Performance of LGBM Model on Validation Cohort
| Top Percent of Scores (%) | Sensitivity (%) | Positive Predictive Value (%) | Specificity (%) | Negative Predictive Value (%) | Risk Score |
| 1 | 13 | 1.5 | 99.3 | 99.9 | 0.8 |
| 3 | 20.4 | 1 | 98.4 | 99.9 | 0.78 |
| 5 | 41.7 | 0.7 | 95 | 100 | 0.73 |
| 10 | 57.4 | 0.5 | 90 | 100 | 0.63 |
| 15 | 66.7 | 0.4 | 85.7 | 100 | 0.56 |
| 20 | 70.4 | 0.3 | 80.3 | 100 | 0.52 |
| 25 | 77.8 | 0.2 | 75.1 | 100 | 0.49 |
| 30 | 82.4 | 0.2 | 70.1 | 100 | 0.46 |
| 40 | 88.9 | 0.2 | 60 | 100 | 0.38 |
| 50 | 92.6 | 0.1 | 50.2 | 100 | 0.3 |
| 60 | 94.4 | 0.1 | 40.7 | 100 | 0.26 |
| 70 | 98.1 | 0.1 | 30 | 100 | 0.21 |
| 80 | 98.1 | 0.1 | 20.1 | 100 | 0.17 |
| 90 | 99.1 | 0.1 | 10 | 100 | 0.12 |
| 100 | 100 | 0.1 | 0 | 100 | 0.08 |
RESULTS
Model Results
The cohort of 458,893 PH patients was split into a training set of 322,142 patients (consisting of 256 incident HIV cases) and a validation set of 136,751 patients (consisting of 108 incident HIV cases). In the training data, 78 patients of 256 incident HIV cases were women, and 27 of 108 incident HIV cases were women in the validation data.

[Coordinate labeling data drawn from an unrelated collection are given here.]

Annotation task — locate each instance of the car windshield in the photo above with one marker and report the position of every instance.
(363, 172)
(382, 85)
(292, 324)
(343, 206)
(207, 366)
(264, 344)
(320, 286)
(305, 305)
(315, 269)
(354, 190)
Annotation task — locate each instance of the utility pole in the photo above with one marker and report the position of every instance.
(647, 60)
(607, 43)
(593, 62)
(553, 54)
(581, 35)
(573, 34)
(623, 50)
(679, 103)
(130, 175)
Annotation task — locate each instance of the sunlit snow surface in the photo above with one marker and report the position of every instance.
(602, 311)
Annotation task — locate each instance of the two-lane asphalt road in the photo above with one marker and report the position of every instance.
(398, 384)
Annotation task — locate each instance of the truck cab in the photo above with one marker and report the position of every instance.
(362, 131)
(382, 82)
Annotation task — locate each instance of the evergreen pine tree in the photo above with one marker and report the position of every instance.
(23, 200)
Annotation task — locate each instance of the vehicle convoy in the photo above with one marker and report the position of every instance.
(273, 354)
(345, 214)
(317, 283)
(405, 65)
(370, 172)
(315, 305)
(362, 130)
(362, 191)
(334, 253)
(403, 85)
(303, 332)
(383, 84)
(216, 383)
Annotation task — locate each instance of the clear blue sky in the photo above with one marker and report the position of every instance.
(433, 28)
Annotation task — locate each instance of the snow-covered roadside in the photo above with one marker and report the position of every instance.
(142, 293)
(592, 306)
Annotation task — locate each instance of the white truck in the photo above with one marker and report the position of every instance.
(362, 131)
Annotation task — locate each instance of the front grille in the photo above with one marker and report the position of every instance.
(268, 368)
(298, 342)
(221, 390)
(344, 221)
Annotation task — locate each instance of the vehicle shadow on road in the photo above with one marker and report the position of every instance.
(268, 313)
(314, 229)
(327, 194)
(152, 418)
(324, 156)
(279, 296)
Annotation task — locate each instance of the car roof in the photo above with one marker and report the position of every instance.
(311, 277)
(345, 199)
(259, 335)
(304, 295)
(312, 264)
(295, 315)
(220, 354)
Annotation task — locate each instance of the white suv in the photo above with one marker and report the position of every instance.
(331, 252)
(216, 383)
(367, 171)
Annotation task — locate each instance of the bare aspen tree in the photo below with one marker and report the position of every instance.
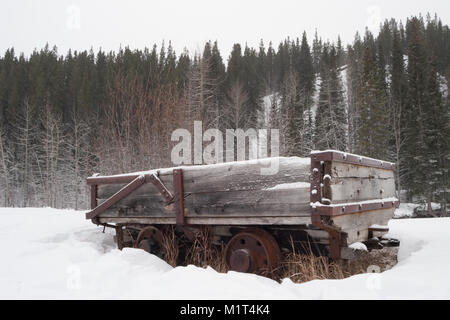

Table 2 shows that the randomly split training and validation sets based on stratification of the outcome variable resulted in similar demographic distributions across age, race, ethnicity, and marital status.
TABLE 2.
Demographics Table Comparing the Training and Validation Cohorts
| Variable | Training (n = 322,142) | Validation (n = 136,751) |
| Age | 42.5 (15.9) | 42.5 (15.9) |
| Birth sex | ||
| Female | 209,410 (65.0) | 89,417 (65.4) |
| Male | 112,676 (34.9) | 47,307 (34.6) |
| Other/Unknown | 56 (0.02) | 27 (0.02) |
| Ethnicity and first race | ||
| Hispanic | ||
| White | 168,772 (52.7) | 71,751 (52.5) |
| Black | 791 (0.3) | 316 (0.2) |
| Others | 2360 (0.7) | 1046 (0.7) |
| Non-Hispanic | ||
| White | 43,708 (13.6) | 18,389 (13.5) |
| Black | 88,301 (27.4) | 37,850 (27.7) |
| Others | 13,171 (4.1) | 5772 (4.2) |
| Unknown | 4039 (1.2) | 1627 (1.2) |
| Marital status | ||
| Common law | 19,658 (6.1) | 8366 (6.1) |
| Married | 100,449 (31.1) | 42,529 (31.1) |
| Single | 149,401 (46.4) | 63,394 (46.4) |
| Other/unknown | 52,634 (16.3) | 22,462 (16.4) |
| Insurance coverage type | ||
| Uninsured | 269,517 (83.68) | 114,317 (83.6) |
| Medicare/Medicaid | 40,550 (12.59) | 17,369 (12.7) |
| Commercial | 11,450 (3.56) | 4784 (3.5) |
| Unknown | 625 (0.19) | 281 (0.21) |
| Incident HIV | 256 (0.1) | 108 (0.1) |
Data are represented as mean (SD) for age and counts (percentage) for other variables.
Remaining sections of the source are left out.